Ataques atingem Irã, Líbano, Kuwait, Arábia Saudita e bases no Mediterrâneo; mercado reage com alta do petróleo

A entrada do Hezbollah no confronto envolvendo Estados Unidos, Israel e Irã ampliou o alcance regional da guerra iniciada no sábado (28). Nesta segunda-feira (2), o governo israelense informou que manterá as operações militares e reforçou a presença na fronteira norte.

Durante a madrugada, o Hezbollah lançou foguetes e drones contra o norte de Israel. Em resposta, as Forças de Defesa de Israel realizaram bombardeios em áreas do Líbano. Autoridades locais relataram ao menos 31 mortes.

Ataques em diferentes países

O Irã voltou a ser alvo de bombardeios. Segundo balanços divulgados por fontes locais, o número de mortos no país chegou a 555 desde o início da ofensiva. Também houve registros de ataques e incidentes no Kuwait, incluindo alertas de segurança à população.

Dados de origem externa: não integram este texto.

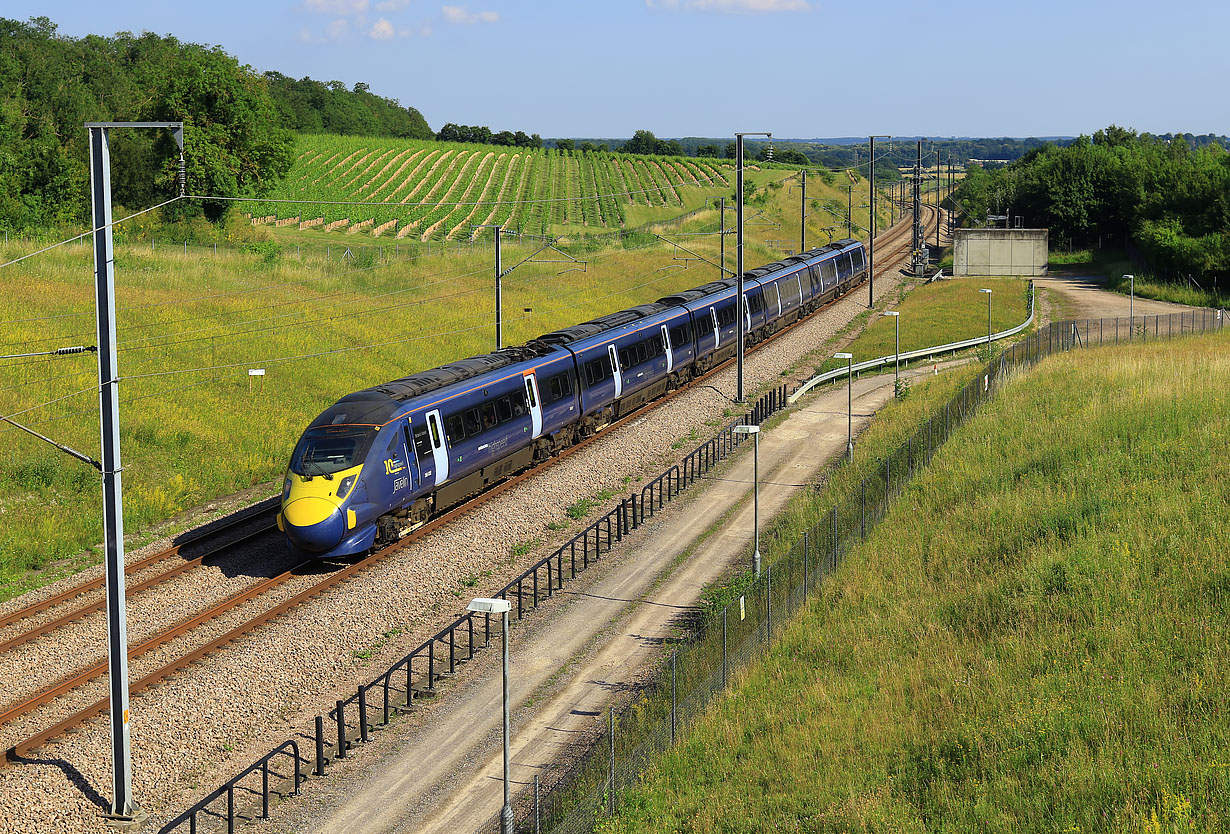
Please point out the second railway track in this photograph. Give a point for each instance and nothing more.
(20, 749)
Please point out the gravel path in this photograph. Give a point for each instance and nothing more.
(218, 716)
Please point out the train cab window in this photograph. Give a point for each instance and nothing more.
(504, 409)
(488, 416)
(422, 445)
(472, 422)
(454, 428)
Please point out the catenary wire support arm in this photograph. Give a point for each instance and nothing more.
(68, 450)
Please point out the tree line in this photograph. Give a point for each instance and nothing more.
(1169, 196)
(239, 126)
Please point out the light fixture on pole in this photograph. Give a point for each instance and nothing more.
(849, 358)
(897, 347)
(871, 241)
(485, 605)
(738, 251)
(754, 431)
(988, 321)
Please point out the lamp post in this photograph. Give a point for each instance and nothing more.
(738, 249)
(754, 431)
(485, 605)
(897, 343)
(849, 358)
(871, 241)
(988, 321)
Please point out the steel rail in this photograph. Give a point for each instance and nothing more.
(139, 565)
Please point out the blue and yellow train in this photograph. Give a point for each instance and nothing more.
(384, 460)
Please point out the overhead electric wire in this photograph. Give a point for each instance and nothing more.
(113, 223)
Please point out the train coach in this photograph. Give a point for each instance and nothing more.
(384, 460)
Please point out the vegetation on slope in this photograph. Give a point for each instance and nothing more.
(1032, 640)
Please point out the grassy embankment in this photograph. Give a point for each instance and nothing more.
(190, 438)
(1032, 640)
(1114, 263)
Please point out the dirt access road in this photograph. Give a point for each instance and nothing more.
(595, 640)
(1085, 298)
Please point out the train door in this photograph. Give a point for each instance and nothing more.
(439, 453)
(412, 455)
(534, 402)
(615, 370)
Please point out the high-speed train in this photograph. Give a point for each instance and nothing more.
(384, 460)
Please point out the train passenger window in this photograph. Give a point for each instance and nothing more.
(504, 409)
(422, 445)
(472, 422)
(454, 429)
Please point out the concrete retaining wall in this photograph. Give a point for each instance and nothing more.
(1000, 252)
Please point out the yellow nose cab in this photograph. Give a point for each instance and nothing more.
(320, 481)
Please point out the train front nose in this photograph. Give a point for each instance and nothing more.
(314, 524)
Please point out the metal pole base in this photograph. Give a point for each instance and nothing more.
(127, 823)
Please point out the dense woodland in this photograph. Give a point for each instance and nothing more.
(239, 126)
(1167, 197)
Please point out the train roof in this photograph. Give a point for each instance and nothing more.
(603, 324)
(379, 404)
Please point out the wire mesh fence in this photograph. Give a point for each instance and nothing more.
(587, 785)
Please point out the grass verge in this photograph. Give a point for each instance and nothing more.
(1032, 640)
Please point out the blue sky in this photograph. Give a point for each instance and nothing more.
(796, 68)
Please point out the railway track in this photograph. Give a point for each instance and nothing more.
(21, 749)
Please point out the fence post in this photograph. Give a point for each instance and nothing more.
(769, 602)
(610, 736)
(805, 565)
(320, 746)
(723, 645)
(341, 731)
(674, 700)
(864, 523)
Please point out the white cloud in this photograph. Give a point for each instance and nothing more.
(459, 15)
(381, 31)
(336, 6)
(730, 6)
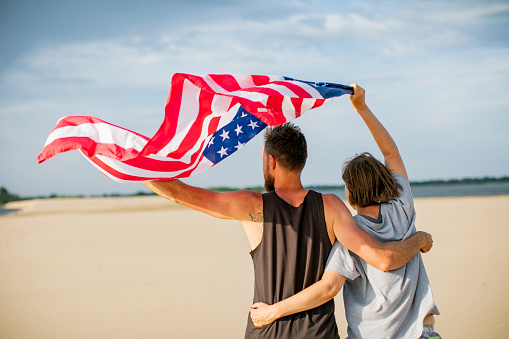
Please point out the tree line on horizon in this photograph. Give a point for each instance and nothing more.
(6, 196)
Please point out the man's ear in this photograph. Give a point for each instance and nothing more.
(272, 161)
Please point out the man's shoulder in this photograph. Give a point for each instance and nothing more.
(331, 200)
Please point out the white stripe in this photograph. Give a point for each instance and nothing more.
(189, 109)
(219, 108)
(306, 105)
(253, 96)
(308, 88)
(288, 108)
(139, 172)
(101, 133)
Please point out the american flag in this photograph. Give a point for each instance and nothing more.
(207, 118)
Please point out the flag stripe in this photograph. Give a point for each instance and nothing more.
(207, 118)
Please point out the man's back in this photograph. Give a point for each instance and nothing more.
(291, 256)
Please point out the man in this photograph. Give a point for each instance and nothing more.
(396, 304)
(291, 231)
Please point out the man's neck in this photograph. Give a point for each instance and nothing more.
(289, 188)
(370, 211)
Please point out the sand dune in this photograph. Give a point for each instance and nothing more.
(146, 268)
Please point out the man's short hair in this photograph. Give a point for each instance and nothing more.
(368, 181)
(287, 145)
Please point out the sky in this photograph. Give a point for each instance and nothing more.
(436, 74)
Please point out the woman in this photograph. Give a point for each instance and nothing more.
(395, 304)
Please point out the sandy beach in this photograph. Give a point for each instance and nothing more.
(143, 267)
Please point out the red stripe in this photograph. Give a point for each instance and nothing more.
(299, 91)
(192, 136)
(318, 103)
(80, 120)
(117, 174)
(226, 81)
(260, 80)
(169, 125)
(88, 146)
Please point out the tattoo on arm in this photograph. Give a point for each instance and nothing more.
(256, 214)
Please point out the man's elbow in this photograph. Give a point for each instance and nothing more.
(332, 289)
(386, 263)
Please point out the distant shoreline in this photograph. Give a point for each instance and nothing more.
(321, 188)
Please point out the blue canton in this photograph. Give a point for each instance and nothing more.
(327, 89)
(233, 136)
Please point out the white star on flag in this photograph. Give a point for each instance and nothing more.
(253, 124)
(222, 151)
(225, 135)
(211, 141)
(238, 129)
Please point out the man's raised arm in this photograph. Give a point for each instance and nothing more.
(238, 205)
(385, 257)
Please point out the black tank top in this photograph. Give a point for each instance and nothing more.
(290, 257)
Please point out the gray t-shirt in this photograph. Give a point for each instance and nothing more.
(385, 304)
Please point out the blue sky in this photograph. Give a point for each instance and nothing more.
(436, 74)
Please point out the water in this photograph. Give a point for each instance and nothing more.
(418, 191)
(446, 190)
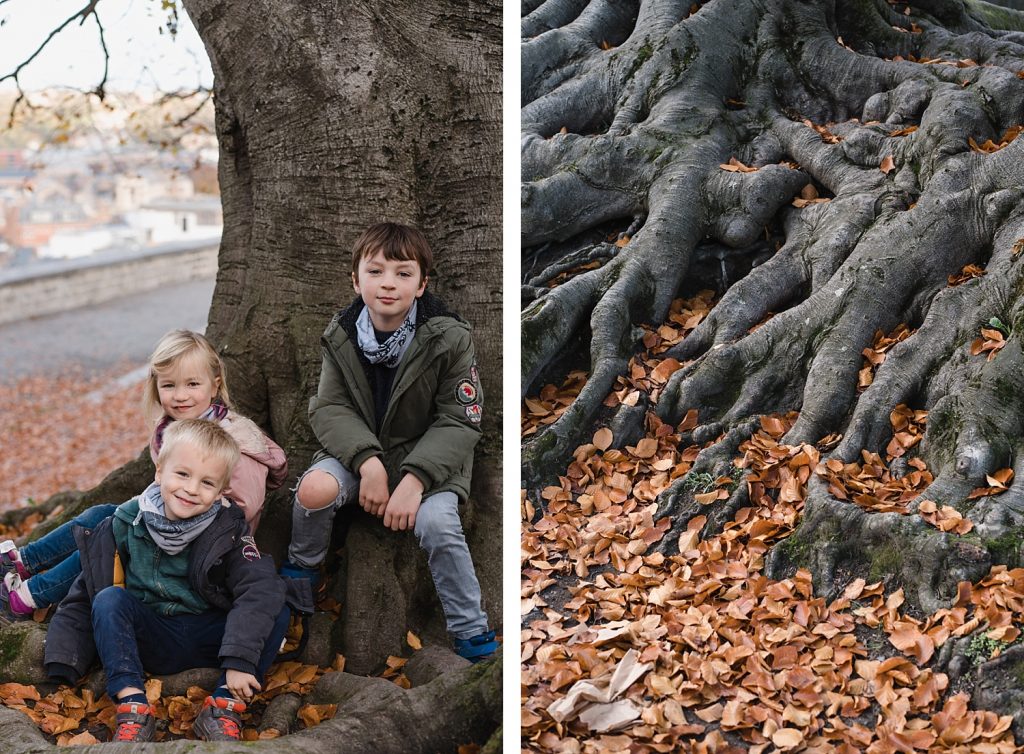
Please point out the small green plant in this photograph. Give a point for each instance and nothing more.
(996, 323)
(699, 483)
(705, 483)
(981, 646)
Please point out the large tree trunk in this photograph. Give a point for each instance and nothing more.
(332, 116)
(630, 113)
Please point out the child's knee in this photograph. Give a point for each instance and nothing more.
(316, 490)
(110, 599)
(435, 526)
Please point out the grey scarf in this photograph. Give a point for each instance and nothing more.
(389, 352)
(171, 537)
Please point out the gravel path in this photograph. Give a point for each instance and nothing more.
(96, 338)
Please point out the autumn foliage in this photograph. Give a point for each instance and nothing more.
(66, 432)
(628, 648)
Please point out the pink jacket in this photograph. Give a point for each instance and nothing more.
(262, 466)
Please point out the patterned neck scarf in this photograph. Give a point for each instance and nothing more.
(216, 412)
(389, 352)
(171, 537)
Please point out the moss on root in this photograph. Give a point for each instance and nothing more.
(886, 559)
(1006, 548)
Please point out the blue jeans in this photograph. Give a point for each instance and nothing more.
(130, 636)
(56, 554)
(438, 530)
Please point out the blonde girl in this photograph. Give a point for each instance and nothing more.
(186, 381)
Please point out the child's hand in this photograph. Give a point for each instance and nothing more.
(373, 486)
(242, 685)
(400, 511)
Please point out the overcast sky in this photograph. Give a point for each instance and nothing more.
(141, 57)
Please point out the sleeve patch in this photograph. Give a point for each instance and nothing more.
(249, 549)
(465, 392)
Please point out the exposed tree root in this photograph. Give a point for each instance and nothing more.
(868, 115)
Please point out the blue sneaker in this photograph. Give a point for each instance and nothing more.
(478, 647)
(292, 571)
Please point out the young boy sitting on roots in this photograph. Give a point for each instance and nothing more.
(173, 581)
(398, 413)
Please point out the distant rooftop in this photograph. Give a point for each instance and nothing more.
(45, 267)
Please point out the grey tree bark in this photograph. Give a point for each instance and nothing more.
(629, 110)
(332, 116)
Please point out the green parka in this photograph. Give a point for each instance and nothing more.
(433, 415)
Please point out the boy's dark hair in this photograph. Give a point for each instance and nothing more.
(397, 243)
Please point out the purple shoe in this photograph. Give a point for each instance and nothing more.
(12, 608)
(10, 561)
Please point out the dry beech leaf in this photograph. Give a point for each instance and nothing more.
(413, 640)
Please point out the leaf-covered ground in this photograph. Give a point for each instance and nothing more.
(67, 432)
(628, 648)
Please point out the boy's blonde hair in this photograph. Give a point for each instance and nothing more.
(174, 346)
(396, 243)
(206, 436)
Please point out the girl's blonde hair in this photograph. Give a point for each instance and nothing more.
(174, 346)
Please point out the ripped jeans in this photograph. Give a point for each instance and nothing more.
(437, 529)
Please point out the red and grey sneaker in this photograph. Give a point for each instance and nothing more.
(135, 722)
(220, 719)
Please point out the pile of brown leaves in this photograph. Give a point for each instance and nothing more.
(66, 432)
(700, 652)
(77, 717)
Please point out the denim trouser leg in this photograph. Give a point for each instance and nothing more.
(438, 530)
(49, 550)
(129, 637)
(57, 552)
(311, 529)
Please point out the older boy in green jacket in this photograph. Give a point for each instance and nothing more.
(398, 413)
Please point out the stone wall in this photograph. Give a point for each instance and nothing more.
(51, 287)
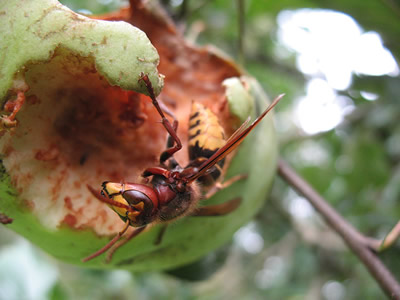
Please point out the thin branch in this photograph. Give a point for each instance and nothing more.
(357, 242)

Na Arábia Saudita, o complexo de Ras Tanura, uma das principais refinarias do país, foi atingido por destroços de drones após interceptações aéreas, provocando paralisação temporária das operações. Explosões também foram relatadas em cidades como Doha, Abu Dhabi e Dubai.

No Mediterrâneo, um drone iraniano atingiu a base britânica de Akrotiri, em Chipre. Não houve registro de feridos. O Reino Unido informou que não participa diretamente da ofensiva, mas confirmou ações defensivas em instalações sob sua responsabilidade.

Posição de líderes e impacto global

O presidente Donald Trump e o primeiro-ministro Benjamin Netanyahu declararam que a operação tem como objetivo impedir o avanço do programa nuclear iraniano. O governo iraniano, por sua vez, adotou medidas internas após a morte do líder supremo Ali Khamenei no primeiro dia dos ataques.

O ministro da Defesa de Israel, Israel Katz, afirmou que o líder do Hezbollah, Naim Qassem, passou a ser considerado alvo militar. Já o Exército israelense informou que enviou reforços ao norte do país, descartando, neste momento, nova incursão terrestre.

O conflito provocou reflexos no mercado internacional. O preço do barril do petróleo Brent registrou alta diante de confrontos navais próximos ao estreito de Hormuz, rota por onde passa cerca de 20% da produção mundial de petróleo e gás natural liquefeito.

Reações internacionais

O governo do Qatar afirmou que ataques a sua infraestrutura não podem ficar sem resposta, embora defenda solução negociada. O Ministério das Relações Exteriores da França e a Agência Internacional de Energia Atômica declararam que a ofensiva deveria ter sido discutida em âmbito internacional antes de ser iniciada.

A guerra segue sem resolução diplomática anunciada até o momento, com operações militares em diferentes frentes do Oriente Médio.